JACKSON, Miss. (AP) — A federal judge has appointed an expert with more than 40 years’ experience to oversee Mississippi’s effort to provide more mental health care in community settings rather than in mental hospitals.
State legislators are also working to evaluate and change how care is provided. But problems in Mississippi’s mental health care system did not happen overnight, and change will not happen quickly.
The U.S. Justice Department sued Mississippi in 2016 over the way the state was providing mental health services. During a 2019 trial, federal attorneys argued that Mississippi’s movement toward community-based services was too slow, and they noted that hundreds or thousands of people had been forced into hospitalization.
U.S. District Judge Carlton Reeves ruled in September that Mississippi is violating the Americans with Disabilities Act and a 1999 U.S. Supreme Court decision that said “unjustified” mental hospital confinement is illegal.
“The United States has met its burden and shown that despite the state’s episodic improvement, it operates a system that unlawfully discriminates against persons with serious mental illness,” Reeves wrote.
Reeves ordered state and federal government officials to suggest names of people who could become special master to oversee changes to the mental health system. On Feb. 25, Reeves signed an order naming Michael Hogan as the special master.
Hogan is currently a mental health care consultant and has been a board member for the National Action Alliance for Suicide Prevention. He spent 25 years directing state mental health systems in Connecticut, Ohio and New York.
In appointing Hogan, Reeves wrote: “Mississippi’s mental health needs are well‐known; the services to expand have already been defined. Many of the challenges and remedies are not disputed.”
Federal attorneys listed several of the state’s alleged transgressions during the trial, including mentally ill people being held in jails because crisis teams didn’t respond. The attorneys said people had been forced to live far from their families because mental health services aren’t available in their hometowns. They also said people made repeat trips to state mental hospitals because there was no effective planning for them to make a transition to community services, and the most intensive kinds of services weren’t being made available.
During this legislative session, Senate Bill 2610 would create a temporary job for a state coordinator of mental health accessibility.

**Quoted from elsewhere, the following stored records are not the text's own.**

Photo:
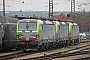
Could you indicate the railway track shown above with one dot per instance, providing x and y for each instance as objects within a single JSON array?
[
  {"x": 63, "y": 54},
  {"x": 21, "y": 54}
]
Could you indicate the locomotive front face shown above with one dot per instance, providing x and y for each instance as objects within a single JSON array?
[
  {"x": 27, "y": 31},
  {"x": 0, "y": 36}
]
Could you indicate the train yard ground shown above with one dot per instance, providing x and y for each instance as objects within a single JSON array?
[{"x": 76, "y": 52}]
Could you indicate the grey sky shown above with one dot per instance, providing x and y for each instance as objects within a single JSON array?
[{"x": 42, "y": 5}]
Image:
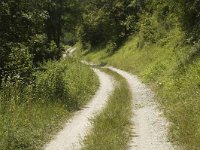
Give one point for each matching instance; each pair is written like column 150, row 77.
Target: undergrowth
column 31, row 114
column 172, row 68
column 111, row 129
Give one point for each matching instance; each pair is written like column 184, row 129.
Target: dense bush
column 29, row 114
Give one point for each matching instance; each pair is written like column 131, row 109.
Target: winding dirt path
column 76, row 129
column 150, row 126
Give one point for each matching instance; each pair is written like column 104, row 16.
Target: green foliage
column 31, row 114
column 111, row 129
column 172, row 68
column 107, row 21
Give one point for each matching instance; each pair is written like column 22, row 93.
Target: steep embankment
column 172, row 68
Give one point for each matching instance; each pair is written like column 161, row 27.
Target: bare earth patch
column 150, row 127
column 77, row 128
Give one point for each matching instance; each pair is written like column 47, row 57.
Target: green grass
column 111, row 129
column 172, row 68
column 31, row 115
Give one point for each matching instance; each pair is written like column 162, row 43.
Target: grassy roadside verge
column 172, row 68
column 30, row 115
column 111, row 129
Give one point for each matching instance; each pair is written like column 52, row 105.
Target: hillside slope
column 172, row 69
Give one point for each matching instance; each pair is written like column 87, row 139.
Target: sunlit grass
column 31, row 115
column 111, row 129
column 172, row 68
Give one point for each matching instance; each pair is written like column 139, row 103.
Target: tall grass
column 111, row 129
column 172, row 68
column 30, row 115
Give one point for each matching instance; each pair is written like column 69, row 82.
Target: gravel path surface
column 150, row 126
column 77, row 128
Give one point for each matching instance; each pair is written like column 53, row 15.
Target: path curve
column 77, row 128
column 150, row 126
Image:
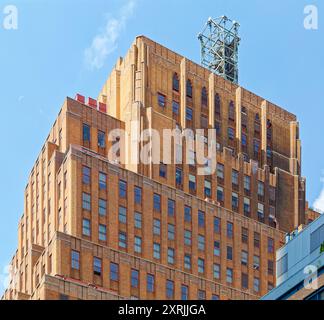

That person would be appointed by the governor and would work within the Mississippi Department of Finance and Administration to scrutinize how the state is spending money on mental health services.
The Senate Public Health Committee chairman, Democrat Hob Bryan of Amory, told The Associated Press that the coordinator would look for “financial inefficiencies.”
Bryan said he hopes the coordinator would work in closely with the special master appointed by the federal judge.
“The special master doesn’t have to worry about money,” Bryan said, “but we do.”
Legislators have until the end of April to finalize a state budget for the year that begins July 1. It’s not yet clear whether they will propose an increase in spending for mental health services.